There's a particular mask of the pain body that is very universal in its application. We see it everywhere... in movies, books, poetry, music... almost every adult (or individual old enough to be sexually aware) experiences it on some level and in some form.
It is.... romantic longing.
I find this particular form of the pain body to be common in artistic, creative, and sensitive people in general. This is the kind of pain that *feels so good* it doesn't even register as pain, unless it becomes very intense and acute.
This mask of the pain body carries an ache, a wanting, a longing... for something that resembles oneness... directed at another individual. It is a form of seeking of future fulfillment and a sense of present lack... and a denial of the deep peace and joy that is available now. Always sexual in its core nature, it hides in that place where we come closest to experiencing oneness on the physical level... and looks to sexual union for its salvation.

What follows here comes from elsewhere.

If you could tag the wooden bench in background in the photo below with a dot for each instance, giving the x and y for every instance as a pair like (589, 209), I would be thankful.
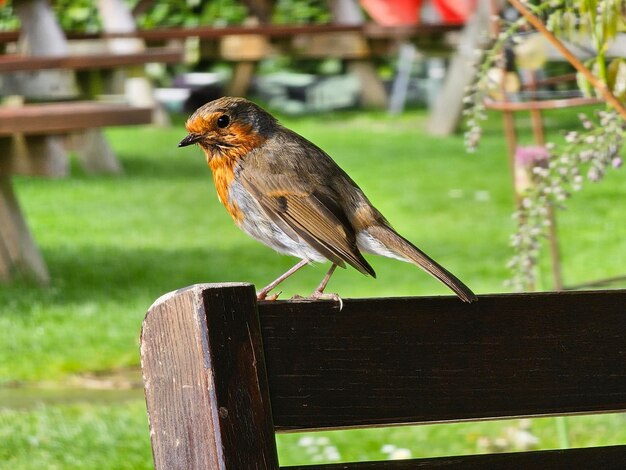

Of course this experience is momentary... and because it never lasts the pain body thrives on the longing that is predominant to the individual that becomes addicted to this experience. The longing can often be unrecognized as pain, because there are sexual elements to it that on some level feel pleasurable. There is a certain *high* that one can get from longing for another... the body can become infused with sexual energy and a false sense of aliveness. It is very easy to become totally identified with the pain body in this form, as on some level it seems as if what is experienced is love... and the mind doesn't see the opposite polarity point.. which is hate.
ANYTHING that is born of pain is an attack upon oneself in order to make someone else guilty. And guilt trips are hateful. This is the raw structure of the pain body... stripped of its disguise.
I am still amazed at this discovery. I have carried the pain body in this form for a very long time. Being a very sensitive and sensual person, I am easily touched very deeply by beauty, music, nature, art... I feel the awe from such beauty resonate throughout my entire body. It's not uncommon for me to be brought to tears when listening to certain music (Rachmaninof, for example

However what the ego does... which then manifests into the pain body... is that it tries to capture that moment of sensitivity (and ecstacy) and HOLD ON to it or POSSESS it, which immediately sends us into past/future identity. Such energy frequency cannot be maintained or controlled... and trying to hold on to it only creates a memory, experienced as longing. Without recognizing this pattern and letting the experience go the moment it goes... voila! more ache to add to the pain body.
Often what I find is that people with similar pain body identities are attracted to one another... because there is a strong likelihood that together they will somehow create a situation of longing, in order to feed the pain body. So in fact, it is pain bodies that are creating the attractions... and without our awareness... we think we are that pain body.
I welcome any input about this subject. Like I said, this awareness just came to me and being so new it's still sinking in.